Выбрать главу
* * *

В апреле Блэкьер и Луриоттис приехали в Каса-Салюццо, и Байрон предложил им в июле поехать на Восток, если комитет считает это полезным. И почему ему было не поехать? Он жаждал ощущений, которых было так мало в монотонном генуэзском существовании, и ему хотелось показать, что он не только стихотворец, — поездка в Грецию давала эту возможность. «Быть первым человеком в стране (но не диктатором), не Суллой, а Вашингтоном или Аристидом, вождем по таланту и правде, — это значит приблизиться к божественному». Когда-то он написал это; верил в это и теперь. Ему всегда хотелось сделать то, «что немногие из людей или никто не мог бы сделать». Неудача «Либерала», некоторый неуспех последних напечатанных вещей — все это заставляло его подумать, что надо снова завоевать общественное мнение. Поэт перестал нравиться. Может быть, Англия и была права. Он всегда считал себя солдатом или государственным деятелем, лишенным из-за своего увечья возможности вести ту жизнь, для которой он был рожден. Отныне он хотел «посвятить себя политике и благопристойности». «Если я проживу еще десять лет, вы увидите, что со мной еще не покончено. Я говорю не о литературе, потому что это — пустяки; и, как бы странно это ни показалось, не верю, чтобы она была моим призванием. И вы увидите, если время и судьба позволят, я сделаю кое-что, что удивит философов всех времен».

Но, конечно, он ждал от этой жертвы не только искупления в глазах общества, скорее он думал о спасении Байрона в его собственной байронической душе. Он показал в «Манфреде», что ад для него — разлад с самим собой. Этот разлад, посеявший с самого юношества вражду между Байроном, который мог бы быть, и Байроном, который был на самом деле, мог быть разрешен настоящим героизмом, позволяющим восторжествовать прежнему мятежному школьнику.

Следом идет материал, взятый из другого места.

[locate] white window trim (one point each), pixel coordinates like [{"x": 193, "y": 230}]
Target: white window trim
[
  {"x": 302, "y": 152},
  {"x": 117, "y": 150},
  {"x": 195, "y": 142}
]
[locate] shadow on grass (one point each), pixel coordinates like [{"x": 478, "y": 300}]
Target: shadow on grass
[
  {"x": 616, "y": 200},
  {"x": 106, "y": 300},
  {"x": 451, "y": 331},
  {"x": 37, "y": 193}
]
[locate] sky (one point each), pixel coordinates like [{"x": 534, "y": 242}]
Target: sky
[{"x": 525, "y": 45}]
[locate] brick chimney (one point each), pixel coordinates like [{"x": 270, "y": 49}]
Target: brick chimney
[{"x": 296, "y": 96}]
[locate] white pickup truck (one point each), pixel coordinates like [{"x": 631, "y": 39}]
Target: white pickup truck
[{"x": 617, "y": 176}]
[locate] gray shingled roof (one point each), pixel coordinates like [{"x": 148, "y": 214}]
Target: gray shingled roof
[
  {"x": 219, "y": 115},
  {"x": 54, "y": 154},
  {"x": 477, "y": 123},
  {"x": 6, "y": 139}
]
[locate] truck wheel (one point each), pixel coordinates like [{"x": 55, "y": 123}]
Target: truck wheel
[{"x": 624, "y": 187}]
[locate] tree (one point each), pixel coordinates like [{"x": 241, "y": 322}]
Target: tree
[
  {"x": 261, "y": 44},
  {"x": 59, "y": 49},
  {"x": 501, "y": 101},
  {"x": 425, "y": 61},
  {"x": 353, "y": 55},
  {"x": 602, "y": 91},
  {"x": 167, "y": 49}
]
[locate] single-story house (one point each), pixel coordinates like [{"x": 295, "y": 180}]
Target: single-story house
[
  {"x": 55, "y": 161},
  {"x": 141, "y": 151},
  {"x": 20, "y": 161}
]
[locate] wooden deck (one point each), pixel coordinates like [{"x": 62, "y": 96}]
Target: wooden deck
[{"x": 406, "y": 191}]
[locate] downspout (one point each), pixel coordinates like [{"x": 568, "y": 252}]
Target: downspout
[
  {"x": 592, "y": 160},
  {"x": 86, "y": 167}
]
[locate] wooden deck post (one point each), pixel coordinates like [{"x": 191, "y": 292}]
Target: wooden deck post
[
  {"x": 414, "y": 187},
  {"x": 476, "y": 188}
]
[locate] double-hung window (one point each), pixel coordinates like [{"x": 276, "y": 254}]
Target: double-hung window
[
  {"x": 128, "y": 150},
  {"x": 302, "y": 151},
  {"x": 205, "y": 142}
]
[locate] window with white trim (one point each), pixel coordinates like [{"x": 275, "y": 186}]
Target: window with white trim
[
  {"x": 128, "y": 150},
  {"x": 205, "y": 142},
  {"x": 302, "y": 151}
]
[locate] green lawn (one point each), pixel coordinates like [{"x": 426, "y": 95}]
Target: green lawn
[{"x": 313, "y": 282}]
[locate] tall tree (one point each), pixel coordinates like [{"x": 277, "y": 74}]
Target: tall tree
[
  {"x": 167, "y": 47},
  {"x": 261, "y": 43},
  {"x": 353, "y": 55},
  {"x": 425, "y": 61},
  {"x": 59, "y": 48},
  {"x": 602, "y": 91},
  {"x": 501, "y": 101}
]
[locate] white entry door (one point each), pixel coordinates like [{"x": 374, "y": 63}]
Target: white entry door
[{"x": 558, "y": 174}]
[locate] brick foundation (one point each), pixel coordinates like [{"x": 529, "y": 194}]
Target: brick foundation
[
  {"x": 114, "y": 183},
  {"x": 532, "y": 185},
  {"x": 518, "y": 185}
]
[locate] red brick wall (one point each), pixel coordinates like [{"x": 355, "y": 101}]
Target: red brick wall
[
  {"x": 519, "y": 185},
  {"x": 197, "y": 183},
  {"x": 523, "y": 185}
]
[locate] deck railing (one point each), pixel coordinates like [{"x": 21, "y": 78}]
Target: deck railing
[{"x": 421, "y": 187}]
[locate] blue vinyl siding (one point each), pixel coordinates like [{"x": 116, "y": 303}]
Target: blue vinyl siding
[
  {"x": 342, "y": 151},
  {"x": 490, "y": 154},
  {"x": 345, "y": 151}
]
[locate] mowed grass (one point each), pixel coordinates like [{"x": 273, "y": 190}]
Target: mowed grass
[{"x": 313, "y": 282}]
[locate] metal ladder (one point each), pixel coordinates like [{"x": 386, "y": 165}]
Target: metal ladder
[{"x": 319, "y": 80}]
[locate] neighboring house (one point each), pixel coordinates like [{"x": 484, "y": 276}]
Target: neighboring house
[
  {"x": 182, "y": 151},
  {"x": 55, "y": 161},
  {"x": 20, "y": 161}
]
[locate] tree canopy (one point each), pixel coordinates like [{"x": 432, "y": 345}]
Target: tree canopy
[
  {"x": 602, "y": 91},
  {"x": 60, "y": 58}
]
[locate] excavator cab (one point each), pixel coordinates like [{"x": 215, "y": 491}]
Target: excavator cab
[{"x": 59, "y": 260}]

Он нацарапал несколько стихов в тетради — начало неоконченной песни:

Проснулись мертвые — ужели буду спать? С тиранами мир бьется — промолчу ли? Поспела жатва — иль не соберу я? Не сплю, терновник колет изголовье, И каждый день трубит рожок в окно И будит отзвук в сердце…

«Стишки», — говорил он пренебрежительно, но никто лучше него не измерил этот разрыв между живыми чувствами, такими, какими видел их его усмехающийся здравый смысл, и чувствами, которые выражаются в стихах. Но как бы безжалостен ни был его анализ, как ни иронична была улыбка, когда кто-нибудь из его приятелей говорил о «греческом вопросе», сам он знал хорошо, что любовь к свободе и желание великих деяний были в нем реальны и сильны.

Он встречал в течение своей жизни столько препятствий к действию, что не мог не бояться тех, которые еще стояли перед ним. Прежде всего — Тереза. Он хорошо знал упорство «бессмысленной породы» и свою собственную слабость перед этой породой. «Госпожа Гвиччиоли, естественно, против того, чтобы я её покинул, будь это хоть на несколько месяцев, и так как её влияние помешало мне в 1819 году вернуться в Англию, то она прекрасно сможет удержать меня в 1823 году вдали от Греции». Но раньше, чем убеждать Терезу, ему надо было решить вопрос более неотложный и для него еще более мучительный: действительно ли грекофильский комитет в Лондоне желал его сотрудничества? После «исхода» 1816 года он проявлял по отношению ко всему английскому подозрительность парии. Для воображения нет страшнее тех врагов, которых мы не видим. Он был уверен, что англичане еще крайне раздражены против него, и решил ничего не просить у них, чтобы не давать им возможности отказать. С исключительной скромностью он предложил себя Хобхаузу и был чрезвычайно доволен, когда после долгого молчания, которое его задело, он был избран членом комитета. Письма этого времени показывают его с самой хорошей стороны — щедрым (он сразу объявил, что готов платить из своего кармана, и начал с того, что отправил за свой счет медикаменты и порох), простым и, самое главное, удивительно точным.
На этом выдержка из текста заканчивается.